Après les affrontements entre forces de l'ordre et opposants au projet de méga-bassine à Sainte-Soline, dans les Deux-Sèvres, le ministre de l'Intérieur a fustigé des actions relevant de l'écoterrorisme. Un non-sens dans le contexte français, expliquent les chercheurs.

Article rédigé par Théo Uhart
Radio France
Publié Mis à jour
Temps de lecture : 4 min
Les militants se rassemblent à Sainte-Soline pour s'opposer au projet de méga-bassine. (PASCAL LACHENAUD / AFP)

Les actions des opposants au projet de méga-bassines de Sainte-Soline "relèvent de l'écoterrorisme", a lâché Gérald Darmanin, dimanche 30 octobre, après plusieurs affrontements entre militants et forces de l'ordre.

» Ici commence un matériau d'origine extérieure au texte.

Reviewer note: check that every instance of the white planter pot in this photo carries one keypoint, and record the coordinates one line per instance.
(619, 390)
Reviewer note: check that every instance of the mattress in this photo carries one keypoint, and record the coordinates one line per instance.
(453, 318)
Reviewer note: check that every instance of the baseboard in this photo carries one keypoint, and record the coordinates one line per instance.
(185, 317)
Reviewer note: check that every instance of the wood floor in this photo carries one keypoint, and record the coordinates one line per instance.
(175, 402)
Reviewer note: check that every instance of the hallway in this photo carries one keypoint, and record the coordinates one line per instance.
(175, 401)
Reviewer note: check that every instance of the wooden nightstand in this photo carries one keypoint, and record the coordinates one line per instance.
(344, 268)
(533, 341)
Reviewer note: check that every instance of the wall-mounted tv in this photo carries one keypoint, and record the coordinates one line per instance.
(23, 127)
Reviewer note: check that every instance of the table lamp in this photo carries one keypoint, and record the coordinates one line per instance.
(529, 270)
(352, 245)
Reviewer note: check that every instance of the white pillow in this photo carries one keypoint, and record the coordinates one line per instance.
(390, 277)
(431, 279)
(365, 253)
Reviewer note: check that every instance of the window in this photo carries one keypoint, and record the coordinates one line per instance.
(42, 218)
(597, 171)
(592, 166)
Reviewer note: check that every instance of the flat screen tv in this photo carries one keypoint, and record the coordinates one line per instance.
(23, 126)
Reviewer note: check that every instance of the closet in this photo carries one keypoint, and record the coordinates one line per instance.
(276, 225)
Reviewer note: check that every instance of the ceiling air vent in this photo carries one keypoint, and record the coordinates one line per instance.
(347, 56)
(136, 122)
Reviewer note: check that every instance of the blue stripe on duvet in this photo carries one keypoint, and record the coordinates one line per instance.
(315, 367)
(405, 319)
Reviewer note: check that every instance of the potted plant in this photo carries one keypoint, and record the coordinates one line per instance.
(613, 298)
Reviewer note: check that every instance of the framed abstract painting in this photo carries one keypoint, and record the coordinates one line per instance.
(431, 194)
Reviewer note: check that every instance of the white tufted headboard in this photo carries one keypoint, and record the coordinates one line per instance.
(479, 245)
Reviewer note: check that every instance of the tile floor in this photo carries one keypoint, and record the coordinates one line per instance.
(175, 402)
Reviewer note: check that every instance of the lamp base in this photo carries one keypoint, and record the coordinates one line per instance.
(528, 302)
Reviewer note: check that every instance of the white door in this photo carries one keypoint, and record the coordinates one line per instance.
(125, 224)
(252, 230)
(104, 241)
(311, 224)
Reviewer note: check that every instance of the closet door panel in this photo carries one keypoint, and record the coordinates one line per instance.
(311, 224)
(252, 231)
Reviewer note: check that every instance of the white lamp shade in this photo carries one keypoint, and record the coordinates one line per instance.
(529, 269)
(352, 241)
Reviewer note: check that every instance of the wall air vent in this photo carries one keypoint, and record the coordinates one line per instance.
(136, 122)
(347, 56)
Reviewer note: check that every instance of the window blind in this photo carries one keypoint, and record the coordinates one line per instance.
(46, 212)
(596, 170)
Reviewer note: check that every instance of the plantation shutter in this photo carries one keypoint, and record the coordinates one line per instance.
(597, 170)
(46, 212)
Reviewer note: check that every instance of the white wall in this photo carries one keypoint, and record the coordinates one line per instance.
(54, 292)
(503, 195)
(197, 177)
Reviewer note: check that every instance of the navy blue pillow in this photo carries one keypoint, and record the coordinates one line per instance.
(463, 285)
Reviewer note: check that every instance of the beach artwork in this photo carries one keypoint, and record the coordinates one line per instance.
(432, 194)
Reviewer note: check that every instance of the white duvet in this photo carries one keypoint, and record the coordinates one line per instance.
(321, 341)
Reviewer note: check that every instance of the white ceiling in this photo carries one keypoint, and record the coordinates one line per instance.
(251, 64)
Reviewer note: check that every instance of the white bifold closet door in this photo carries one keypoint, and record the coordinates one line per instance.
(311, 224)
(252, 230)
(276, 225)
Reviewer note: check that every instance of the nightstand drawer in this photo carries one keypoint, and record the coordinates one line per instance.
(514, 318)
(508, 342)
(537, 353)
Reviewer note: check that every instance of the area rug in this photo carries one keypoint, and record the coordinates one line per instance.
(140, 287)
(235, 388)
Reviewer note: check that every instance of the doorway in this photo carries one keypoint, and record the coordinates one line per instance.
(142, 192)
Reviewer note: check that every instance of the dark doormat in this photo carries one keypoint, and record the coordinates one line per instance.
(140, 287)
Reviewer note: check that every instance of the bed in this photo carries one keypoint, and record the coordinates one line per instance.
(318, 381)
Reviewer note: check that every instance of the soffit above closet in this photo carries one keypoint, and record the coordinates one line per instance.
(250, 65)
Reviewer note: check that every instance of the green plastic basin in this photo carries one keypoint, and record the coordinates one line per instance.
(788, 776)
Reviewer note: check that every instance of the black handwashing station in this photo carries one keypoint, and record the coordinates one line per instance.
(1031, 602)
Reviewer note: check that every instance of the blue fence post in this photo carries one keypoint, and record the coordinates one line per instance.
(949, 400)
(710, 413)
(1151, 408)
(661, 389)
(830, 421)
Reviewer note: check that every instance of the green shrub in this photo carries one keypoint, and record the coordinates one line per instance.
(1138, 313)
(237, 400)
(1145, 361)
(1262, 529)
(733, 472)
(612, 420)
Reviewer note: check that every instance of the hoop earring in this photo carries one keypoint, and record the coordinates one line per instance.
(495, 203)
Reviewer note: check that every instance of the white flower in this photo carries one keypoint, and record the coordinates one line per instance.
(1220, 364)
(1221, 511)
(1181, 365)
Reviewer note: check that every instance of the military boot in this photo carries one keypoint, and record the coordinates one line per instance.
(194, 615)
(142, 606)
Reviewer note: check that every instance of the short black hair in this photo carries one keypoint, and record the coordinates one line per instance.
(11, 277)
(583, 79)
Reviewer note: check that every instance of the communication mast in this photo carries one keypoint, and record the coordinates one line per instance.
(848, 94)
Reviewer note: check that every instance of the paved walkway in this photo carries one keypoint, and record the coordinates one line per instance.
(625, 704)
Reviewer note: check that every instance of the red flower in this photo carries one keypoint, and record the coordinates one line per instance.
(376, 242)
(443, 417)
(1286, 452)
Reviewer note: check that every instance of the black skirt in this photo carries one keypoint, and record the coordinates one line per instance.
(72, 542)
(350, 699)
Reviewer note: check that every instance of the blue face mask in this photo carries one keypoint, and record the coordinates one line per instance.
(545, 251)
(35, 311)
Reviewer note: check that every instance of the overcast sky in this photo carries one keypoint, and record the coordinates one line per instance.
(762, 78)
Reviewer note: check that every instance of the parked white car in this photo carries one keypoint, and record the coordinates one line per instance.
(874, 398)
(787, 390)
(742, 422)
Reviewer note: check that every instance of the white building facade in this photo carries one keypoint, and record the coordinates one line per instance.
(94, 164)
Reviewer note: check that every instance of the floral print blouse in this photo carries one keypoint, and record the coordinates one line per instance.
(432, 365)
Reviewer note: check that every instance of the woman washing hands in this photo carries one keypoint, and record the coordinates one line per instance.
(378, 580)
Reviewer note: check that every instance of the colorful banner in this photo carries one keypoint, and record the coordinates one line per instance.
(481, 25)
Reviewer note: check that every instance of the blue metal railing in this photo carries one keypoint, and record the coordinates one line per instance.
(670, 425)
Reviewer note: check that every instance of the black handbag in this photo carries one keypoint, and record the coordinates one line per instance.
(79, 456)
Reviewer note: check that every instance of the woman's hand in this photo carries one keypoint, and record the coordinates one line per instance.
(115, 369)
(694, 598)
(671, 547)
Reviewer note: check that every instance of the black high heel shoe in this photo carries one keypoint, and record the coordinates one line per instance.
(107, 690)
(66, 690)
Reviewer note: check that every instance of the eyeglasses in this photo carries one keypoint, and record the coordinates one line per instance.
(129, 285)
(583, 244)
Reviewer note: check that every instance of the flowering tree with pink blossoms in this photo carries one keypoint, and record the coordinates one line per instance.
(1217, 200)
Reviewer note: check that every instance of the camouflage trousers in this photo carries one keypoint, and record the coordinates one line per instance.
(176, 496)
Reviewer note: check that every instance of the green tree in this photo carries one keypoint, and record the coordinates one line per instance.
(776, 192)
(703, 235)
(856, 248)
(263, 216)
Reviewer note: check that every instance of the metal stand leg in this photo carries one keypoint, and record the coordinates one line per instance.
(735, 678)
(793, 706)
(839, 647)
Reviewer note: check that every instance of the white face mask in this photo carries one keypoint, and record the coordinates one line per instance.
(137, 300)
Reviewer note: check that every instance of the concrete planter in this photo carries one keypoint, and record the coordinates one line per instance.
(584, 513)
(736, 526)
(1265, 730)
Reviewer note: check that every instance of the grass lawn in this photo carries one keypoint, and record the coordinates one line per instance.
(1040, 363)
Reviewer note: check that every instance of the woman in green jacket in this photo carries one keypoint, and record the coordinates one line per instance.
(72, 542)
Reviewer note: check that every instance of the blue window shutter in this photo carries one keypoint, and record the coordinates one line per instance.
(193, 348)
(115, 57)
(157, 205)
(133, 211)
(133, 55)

Les manifestations de ce week-end s'opposaient à la création de bassines de rétention d'eau pour permettre à l'agriculture de pallier les sécheresses à venir.

>> Deux-Sèvres : "Les seuls qui ont été agressifs sont les forces de l'ordre", réagit la gauche après les accusations d'"écoterrorisme"

Cette stratégie de communication du ministère de l'Intérieur est assumée : elle vise à prendre à témoin les Français choqués par les images, explique-t-on du côté de l'exécutif. Mais "il n'y a pas d'écoterroristes au sens propre en France", réplique Eric Denécé. Le directeur du centre français de recherche sur le renseignement (CF2R) n'est "pas sûr que Gérald Darmanin sache de quoi il parle"

Un mouvement né en Grande-Bretagne et fortement implanté aux Etats-Unis

L'écoterrorisme prend sa source au Royaume-Uni dans les années 1970, avec l'apparition de l'ALF : l'Animal Liberation Front (Front de libération des animaux), qui promeut les actions violentes et illégales pour défendre les animaux. Rapidement, ce mouvement s'exporte aux Etats-Unis,où se fonde également en 1992 le Earth Liberation Front (ELF, Front de libération de la Terre).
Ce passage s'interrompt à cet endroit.